Les rêves brûlent dans «La Cheminée»
Création au Théâtre de Vidy-Lausanne d'une pièce de l'écrivain bulgare Margarit Minkov sur l'abus de pouvoir. Décevant.
Les fenêtres n’ont parfois pas de volets; elles s’ouvrent sur des horizons plus larges que ceux de la réalité. Ce sont les fenêtres de nos têtes. Il y en a une comme ça dans «La Cheminée», pièce de l’écrivain bulgare Margarit Minkov (mort en 1997) que la Française Véronique Bellegarde crée au Théâtre de Vidy-Lausanne.
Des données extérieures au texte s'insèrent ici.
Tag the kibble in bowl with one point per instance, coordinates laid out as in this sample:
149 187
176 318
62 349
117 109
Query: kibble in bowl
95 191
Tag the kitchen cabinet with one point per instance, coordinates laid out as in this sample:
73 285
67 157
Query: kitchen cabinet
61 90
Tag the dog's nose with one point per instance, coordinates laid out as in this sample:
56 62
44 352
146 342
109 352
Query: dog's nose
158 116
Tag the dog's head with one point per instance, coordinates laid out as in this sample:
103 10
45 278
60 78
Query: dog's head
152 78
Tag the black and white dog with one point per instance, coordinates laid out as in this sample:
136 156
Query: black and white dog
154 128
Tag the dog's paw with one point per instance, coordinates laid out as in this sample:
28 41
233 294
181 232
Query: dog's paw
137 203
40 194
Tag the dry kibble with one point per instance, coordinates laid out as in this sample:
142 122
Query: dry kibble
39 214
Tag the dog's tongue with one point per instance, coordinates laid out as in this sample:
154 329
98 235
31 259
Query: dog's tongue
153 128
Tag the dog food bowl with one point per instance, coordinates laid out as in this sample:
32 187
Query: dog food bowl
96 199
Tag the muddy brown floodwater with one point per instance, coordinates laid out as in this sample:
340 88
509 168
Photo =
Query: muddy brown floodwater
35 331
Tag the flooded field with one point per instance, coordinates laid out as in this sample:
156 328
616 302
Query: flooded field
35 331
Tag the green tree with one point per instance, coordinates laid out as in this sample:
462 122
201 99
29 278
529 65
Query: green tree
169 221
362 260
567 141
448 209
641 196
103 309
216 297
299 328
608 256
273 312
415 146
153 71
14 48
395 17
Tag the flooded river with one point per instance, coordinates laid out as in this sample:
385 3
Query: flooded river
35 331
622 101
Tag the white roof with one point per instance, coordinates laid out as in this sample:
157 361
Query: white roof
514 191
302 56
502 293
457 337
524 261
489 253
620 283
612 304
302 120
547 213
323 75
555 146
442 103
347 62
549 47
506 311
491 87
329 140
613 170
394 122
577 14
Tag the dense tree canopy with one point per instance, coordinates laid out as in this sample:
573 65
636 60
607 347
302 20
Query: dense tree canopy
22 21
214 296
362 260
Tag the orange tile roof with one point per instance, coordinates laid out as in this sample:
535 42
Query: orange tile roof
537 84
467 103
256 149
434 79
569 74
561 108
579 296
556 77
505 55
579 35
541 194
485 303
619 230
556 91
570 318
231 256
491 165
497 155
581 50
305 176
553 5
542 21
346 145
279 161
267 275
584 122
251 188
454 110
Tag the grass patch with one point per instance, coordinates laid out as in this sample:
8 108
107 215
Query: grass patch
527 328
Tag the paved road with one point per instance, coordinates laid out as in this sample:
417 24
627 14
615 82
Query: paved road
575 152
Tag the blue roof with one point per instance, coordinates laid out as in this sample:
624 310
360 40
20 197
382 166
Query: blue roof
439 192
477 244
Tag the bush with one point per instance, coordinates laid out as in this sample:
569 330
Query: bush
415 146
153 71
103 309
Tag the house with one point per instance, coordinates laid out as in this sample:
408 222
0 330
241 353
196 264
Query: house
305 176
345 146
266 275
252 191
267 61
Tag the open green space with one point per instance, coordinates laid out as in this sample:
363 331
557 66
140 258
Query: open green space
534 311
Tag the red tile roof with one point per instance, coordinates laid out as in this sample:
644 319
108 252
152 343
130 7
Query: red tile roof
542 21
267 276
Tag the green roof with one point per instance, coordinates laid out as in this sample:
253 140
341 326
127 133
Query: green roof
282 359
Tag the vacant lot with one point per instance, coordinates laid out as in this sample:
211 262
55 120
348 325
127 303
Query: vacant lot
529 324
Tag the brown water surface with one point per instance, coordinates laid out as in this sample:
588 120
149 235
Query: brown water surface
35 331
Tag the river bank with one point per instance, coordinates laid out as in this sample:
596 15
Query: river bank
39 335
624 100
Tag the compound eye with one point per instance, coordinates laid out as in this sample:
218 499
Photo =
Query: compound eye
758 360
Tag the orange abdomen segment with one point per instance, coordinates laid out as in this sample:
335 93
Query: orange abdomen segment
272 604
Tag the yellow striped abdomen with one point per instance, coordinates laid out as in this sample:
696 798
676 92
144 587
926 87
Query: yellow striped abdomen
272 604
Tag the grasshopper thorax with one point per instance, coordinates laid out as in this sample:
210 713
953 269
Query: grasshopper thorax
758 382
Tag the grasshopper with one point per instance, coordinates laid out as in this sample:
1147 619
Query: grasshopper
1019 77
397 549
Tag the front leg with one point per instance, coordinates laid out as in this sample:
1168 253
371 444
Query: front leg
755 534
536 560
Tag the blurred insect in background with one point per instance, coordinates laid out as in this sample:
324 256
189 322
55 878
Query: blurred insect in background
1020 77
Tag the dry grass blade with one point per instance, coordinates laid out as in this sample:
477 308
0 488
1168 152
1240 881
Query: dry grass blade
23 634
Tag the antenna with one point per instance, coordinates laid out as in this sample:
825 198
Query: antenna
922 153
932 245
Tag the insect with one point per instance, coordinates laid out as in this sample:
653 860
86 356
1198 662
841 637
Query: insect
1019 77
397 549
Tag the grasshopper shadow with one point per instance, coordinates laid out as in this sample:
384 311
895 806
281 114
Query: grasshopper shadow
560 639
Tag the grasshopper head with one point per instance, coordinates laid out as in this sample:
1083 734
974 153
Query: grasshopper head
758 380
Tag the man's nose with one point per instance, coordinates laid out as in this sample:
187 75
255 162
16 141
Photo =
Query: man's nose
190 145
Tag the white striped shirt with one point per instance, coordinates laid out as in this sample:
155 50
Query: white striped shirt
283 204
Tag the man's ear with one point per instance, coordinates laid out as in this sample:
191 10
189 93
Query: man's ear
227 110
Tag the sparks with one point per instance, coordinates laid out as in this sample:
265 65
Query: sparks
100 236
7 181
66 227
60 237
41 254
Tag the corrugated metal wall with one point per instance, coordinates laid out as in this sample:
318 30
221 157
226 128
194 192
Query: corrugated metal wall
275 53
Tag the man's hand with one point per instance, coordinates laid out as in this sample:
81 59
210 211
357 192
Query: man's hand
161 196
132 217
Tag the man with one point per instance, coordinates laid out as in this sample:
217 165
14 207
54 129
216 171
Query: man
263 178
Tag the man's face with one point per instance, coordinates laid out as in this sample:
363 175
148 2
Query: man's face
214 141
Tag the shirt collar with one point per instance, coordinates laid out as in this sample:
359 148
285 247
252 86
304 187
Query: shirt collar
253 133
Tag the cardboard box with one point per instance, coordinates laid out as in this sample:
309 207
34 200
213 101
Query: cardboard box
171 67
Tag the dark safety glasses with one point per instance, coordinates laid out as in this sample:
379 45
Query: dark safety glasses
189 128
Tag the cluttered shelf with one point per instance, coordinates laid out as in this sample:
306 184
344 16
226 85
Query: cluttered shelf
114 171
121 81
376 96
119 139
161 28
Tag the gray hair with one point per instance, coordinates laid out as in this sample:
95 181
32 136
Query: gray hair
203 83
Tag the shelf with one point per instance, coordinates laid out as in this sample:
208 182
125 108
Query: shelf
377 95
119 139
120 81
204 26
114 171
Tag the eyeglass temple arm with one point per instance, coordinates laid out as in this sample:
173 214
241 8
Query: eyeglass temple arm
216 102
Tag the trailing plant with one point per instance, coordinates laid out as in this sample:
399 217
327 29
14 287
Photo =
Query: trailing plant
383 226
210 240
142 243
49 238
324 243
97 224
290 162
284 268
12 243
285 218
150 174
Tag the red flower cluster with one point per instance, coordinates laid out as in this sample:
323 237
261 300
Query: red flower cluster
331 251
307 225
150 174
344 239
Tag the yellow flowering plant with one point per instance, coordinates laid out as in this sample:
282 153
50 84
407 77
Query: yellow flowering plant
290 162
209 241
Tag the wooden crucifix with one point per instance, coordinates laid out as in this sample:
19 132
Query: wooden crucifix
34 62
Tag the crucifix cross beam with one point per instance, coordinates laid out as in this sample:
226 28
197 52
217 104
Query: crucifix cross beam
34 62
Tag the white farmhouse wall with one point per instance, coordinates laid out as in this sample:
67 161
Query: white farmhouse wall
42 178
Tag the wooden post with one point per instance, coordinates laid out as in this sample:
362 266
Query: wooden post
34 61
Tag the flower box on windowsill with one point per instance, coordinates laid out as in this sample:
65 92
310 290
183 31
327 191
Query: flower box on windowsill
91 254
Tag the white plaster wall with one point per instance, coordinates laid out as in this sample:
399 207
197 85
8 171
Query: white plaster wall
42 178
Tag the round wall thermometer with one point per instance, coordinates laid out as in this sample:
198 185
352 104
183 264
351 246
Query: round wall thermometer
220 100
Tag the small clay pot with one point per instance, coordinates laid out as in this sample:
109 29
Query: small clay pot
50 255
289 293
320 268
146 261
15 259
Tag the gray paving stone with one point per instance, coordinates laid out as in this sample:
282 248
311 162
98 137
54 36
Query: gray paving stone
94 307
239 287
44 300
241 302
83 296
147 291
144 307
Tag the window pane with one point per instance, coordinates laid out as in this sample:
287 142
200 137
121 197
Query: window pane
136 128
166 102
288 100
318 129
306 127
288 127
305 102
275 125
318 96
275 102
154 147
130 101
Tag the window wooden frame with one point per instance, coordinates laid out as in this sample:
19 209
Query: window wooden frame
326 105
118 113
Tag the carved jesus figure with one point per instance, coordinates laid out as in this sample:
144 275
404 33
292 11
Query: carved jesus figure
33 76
Sur scène, une femme vient très souvent se mettre face à cette fenêtre. Elle s’appelle Iris (Catherine Matisse). Elle rêve, ou plutôt se bat avec son passé. Son mari, Henri (Jean-Quentin Châtelain), le lui reproche: «Tu passes ta vie devant la fenêtre; à un moment donné tu ne tiens plus et eux, ils n’attendent que cela».
Eux, ce sont les gens du gouvernement. Nous sommes en Bulgarie. La chute du mur de Berlin vient d’avoir lieu et avec elle le bloc de l’Est s’écroule.
Une pièce datée
Ecrite à cette époque-là, «La Cheminée» porte les traces de cet écroulement. Elle en est la figure parabolique, ce qui lui donne aujourd’hui un côté poussiéreux, daté. De quoi se demander s’il était vraiment nécessaire de monter en 2002 une pièce qui condamne la dictature communiste, quand on sait qu’un autoritarisme d’un nouvel ordre s’est installé avec les Etats-Unis et leur abus de pouvoir.
Le pouvoir est précisément ce que craignent Henri et Iris enfermés dans leur appartement, avec pour seule ouverture vers l’extérieur une cheminée percée d’un trou. Mais cette sortie de secours, ils ne la découvriront qu’à la fin. En attendant, ils redoutent l’arrivée d’inquisiteurs censés arrêter le mari.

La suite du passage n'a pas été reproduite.